I do know the plot of the film, however, and I was curious: how would one of the scariest films of all time translate to the small screen? So, I decided to brave the pilot. Although this is not a remake, the basic bones of the original The Exorcist are present in the new FOX show. A young Roman Catholic priest is about to confront something unbelievable to many in the Western, industrialized world: demonic possession. An old, battle-weary priest - who has waged a (largely unsuccessful) war against the demonic for many years - will (probably) be providing much-needed reinforcements. 

If you know anything about the original film or novel, you'll be able to predict much of the pilot. There are a few interesting twists (including who is actually in need of an exorcism) and I thought the overall tone of the show was appropriately menacing. And the cast is solid. I always like seeing Geena Davis and Alfonso Herrera, who at first seemed WAY too handsome to portray the intrepid Fr. Tomás, is very good!. 

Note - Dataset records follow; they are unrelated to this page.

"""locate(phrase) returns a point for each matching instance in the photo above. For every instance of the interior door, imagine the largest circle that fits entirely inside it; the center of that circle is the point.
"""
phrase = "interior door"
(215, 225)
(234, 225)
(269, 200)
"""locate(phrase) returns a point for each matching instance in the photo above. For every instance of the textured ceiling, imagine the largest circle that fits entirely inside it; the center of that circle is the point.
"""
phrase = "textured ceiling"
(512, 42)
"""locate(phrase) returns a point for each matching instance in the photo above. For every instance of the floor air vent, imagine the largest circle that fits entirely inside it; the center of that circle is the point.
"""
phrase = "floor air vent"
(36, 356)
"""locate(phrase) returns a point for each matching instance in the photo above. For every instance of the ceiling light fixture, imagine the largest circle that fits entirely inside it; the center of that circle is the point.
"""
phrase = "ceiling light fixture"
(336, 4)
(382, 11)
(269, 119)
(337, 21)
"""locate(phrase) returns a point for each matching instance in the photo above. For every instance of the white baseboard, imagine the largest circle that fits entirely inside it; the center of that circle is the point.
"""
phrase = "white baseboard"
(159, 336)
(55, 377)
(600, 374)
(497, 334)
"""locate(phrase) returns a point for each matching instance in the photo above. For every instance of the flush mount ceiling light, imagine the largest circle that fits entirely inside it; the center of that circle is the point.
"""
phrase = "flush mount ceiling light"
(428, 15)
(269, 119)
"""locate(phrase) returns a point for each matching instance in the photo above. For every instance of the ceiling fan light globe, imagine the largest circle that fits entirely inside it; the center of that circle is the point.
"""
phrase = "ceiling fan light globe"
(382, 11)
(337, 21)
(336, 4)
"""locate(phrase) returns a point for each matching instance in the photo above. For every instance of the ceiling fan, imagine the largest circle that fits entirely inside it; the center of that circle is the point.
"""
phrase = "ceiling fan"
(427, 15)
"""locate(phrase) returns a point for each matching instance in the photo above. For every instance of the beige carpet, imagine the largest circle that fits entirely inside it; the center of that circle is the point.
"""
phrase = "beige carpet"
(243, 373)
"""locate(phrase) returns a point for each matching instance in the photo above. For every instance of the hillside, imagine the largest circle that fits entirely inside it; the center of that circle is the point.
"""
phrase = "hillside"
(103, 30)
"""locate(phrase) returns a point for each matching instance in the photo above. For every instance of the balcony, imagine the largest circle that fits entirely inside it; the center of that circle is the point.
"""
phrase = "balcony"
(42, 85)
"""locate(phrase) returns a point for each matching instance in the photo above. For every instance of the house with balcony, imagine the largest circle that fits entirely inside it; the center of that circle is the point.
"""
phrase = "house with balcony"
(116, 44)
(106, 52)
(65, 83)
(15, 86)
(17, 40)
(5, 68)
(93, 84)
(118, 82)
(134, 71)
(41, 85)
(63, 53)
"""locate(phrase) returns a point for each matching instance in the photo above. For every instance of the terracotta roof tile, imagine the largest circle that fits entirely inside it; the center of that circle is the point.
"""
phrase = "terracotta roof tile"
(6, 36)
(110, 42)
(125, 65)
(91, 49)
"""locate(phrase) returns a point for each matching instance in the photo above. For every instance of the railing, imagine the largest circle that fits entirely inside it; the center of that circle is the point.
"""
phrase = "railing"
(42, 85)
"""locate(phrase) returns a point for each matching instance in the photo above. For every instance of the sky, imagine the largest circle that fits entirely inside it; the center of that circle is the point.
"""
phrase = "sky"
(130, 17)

Of course there is the Catholic-ish (heavy on the "ish") stuff. Clichés abound: a (possibly?) lovelorn priest? Check. An cartoonish oppressive Catholic hierarchy that stymies the work of a few moral actors? Check. Fancy old relics that go unexplained? Check. A television show like The Exorcist has potential to raise questions about the arrogance of the industrialized world when it comes to spirituality (have we modernized ourselves to a world without God or Satan? And who is Satan/the devil anyway? a personal being? a force of evil?), the limitations of medical science (must every malady be explained through a medical diagnosis?), the relationship between the physical world and the spiritual world (what are relics and what is their power)? Instead, the viewers have to settle for a relatively mundane (although I am sure very common) situation: a priest whose sense of calling is in doubt. Does one need demonic possession to ask that question? Hopefully the writers will dig a little deeper in future episodes.

Horror enthusiasts will be disappointed to know that The Exorcist under-delivers when it comes to creepiness. On the one hand, we can blame this on network television; you can't get away with the vulgar, disturbing scenes from the film when kiddos could be watching. On the other hand, The X-FilesSupernatural, and other network shows demonstrate that it is possible to create genuinely scary moments that will make it past censors.  

Verdict? Not all that exciting. But, the very last minute of the show livened things up enough for me to give The Exorcist another try... until then, I remain a skeptic!